Il se rend alors comme tous les lauréats du Prix à la Villa Médicis où il s’installe en 1901, pour finaliser sa formation et travailler à ses « Envois ».

Dans l’effervescence de la Villa Médicis et de la Ville Éternelle, il fait un voyage en Tunisie en 1903 avec son ami Henri Bouchard : « c’est l’Antique, c’est l’Orient d’il y a je ne sais combien d’années » s’enthousiasme-t-il devant les paysages d’Afrique du Nord.

Le voyage est très productif pour notre jeune sculpteur qui est ébloui par les scènes qu’il découvre. Il exécute ce qu’il voit comme des « Souvenirs de voyage » avec ce Fakir aux serpents et d’autres modèles, Le voleur d’oranges, La Porteuse d’eau ou Les bédouines à la cruche. 

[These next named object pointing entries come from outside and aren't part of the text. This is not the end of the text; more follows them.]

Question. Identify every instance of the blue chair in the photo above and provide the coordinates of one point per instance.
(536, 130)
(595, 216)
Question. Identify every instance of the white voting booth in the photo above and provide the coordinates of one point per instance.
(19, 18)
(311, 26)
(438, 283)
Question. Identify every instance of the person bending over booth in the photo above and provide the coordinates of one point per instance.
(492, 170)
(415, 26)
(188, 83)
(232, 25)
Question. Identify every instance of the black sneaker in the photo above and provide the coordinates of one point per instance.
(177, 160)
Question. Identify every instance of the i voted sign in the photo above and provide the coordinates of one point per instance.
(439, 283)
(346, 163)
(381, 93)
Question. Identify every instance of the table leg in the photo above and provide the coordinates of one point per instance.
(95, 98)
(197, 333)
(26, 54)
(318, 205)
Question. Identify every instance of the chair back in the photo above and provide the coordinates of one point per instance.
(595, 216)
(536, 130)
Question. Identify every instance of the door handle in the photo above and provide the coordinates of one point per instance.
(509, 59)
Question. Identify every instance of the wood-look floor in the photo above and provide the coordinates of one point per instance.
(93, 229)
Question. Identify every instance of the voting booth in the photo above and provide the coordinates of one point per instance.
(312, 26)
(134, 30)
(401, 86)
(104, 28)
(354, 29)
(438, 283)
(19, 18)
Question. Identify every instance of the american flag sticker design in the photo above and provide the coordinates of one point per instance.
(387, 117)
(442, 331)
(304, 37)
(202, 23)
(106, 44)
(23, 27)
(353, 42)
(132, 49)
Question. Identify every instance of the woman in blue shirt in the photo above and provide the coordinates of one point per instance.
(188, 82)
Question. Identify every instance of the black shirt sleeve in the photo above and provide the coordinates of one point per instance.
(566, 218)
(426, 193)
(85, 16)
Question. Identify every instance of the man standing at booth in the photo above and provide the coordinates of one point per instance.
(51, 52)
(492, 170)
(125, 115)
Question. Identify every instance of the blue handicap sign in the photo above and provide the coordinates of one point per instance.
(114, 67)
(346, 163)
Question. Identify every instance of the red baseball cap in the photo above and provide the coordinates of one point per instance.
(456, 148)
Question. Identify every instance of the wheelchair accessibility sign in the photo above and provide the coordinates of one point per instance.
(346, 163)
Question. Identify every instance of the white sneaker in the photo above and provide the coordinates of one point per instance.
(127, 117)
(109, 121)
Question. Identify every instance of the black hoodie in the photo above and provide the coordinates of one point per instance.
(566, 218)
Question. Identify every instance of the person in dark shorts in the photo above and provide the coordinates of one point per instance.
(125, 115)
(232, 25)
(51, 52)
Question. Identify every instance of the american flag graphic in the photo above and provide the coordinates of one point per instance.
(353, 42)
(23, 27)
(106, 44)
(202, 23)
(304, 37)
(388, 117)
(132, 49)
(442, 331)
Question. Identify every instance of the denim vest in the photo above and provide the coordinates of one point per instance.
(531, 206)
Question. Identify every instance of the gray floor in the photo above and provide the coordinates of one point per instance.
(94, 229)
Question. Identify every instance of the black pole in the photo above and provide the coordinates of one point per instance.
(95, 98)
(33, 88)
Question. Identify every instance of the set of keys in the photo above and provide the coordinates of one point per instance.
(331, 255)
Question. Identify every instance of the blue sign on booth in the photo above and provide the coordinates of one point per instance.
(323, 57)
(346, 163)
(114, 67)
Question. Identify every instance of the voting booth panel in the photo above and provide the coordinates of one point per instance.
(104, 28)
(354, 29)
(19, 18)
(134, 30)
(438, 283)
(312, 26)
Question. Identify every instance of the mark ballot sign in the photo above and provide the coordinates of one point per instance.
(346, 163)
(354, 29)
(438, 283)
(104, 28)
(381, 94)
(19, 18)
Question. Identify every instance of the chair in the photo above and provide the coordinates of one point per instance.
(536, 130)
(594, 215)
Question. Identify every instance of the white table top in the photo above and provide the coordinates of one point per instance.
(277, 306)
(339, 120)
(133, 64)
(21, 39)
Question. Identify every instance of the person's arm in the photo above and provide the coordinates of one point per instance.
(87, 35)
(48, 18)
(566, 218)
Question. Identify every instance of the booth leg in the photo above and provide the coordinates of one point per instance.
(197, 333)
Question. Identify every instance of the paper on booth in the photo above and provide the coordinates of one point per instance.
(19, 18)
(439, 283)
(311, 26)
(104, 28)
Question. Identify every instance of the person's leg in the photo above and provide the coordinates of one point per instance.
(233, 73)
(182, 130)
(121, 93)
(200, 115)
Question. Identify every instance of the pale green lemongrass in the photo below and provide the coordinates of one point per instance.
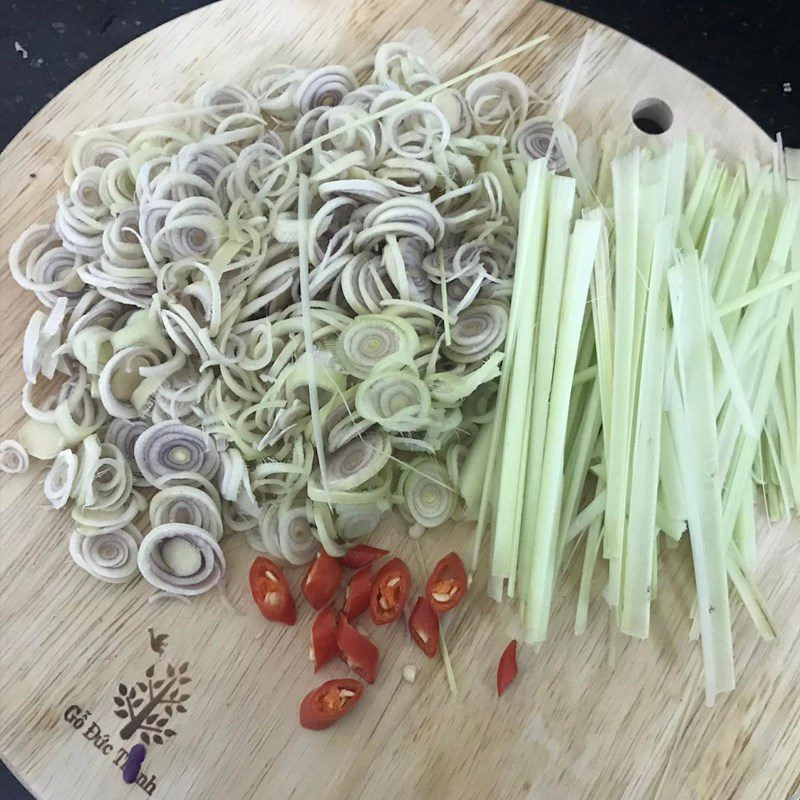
(511, 418)
(561, 204)
(697, 451)
(580, 260)
(636, 590)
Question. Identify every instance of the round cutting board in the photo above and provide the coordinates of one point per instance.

Ce sont pour la plupart des compositions dynamiques, études de mouvements ou représentations improbables comme ce fakir. Elles apparaissent, pour celui qui fera la carrière monumentale que l’on connaît, comme étant à part dans son œuvre.

Pour le fakir, il note dans son journal : « rassemblement autour d’un charmeur de serpents. Il s’arrête, prend dans un sac un tas de couleuvres et les met dans sa bouche, les mord. Elles se retournent, le mordent à leur tour. Il tourne, saute au son d’une discordante musique et il reste avec ses bêtes pendues à la peau, une à sa langue, et il hurle en tournant ». C’est cette scène pittoresque, bien loin de l’esprit de l’Académie de France à Rome, que le jeune sculpteur s’attache à rendre en sculpture, ce qui montre son ambition artistique.

L’artiste propose lui-même ses modèles à l’édition. Nous avons eu en référence pour le fakir un tirage potentiellement annoncé à 25 épreuves, en numérotation cumulative. Celle-ci porte l’inscription « N 9 ». Landowski avait très souvent recours à L. Gatti, qui est le fondeur de cet exemplaire. Il existe aussi des épreuves fondues par Leblanc Barbedienne [épreuve «12 », cire perdue (après 1921)] et Bisceglia, ce qui nous permet de dater la nôtre antérieurement à 1921.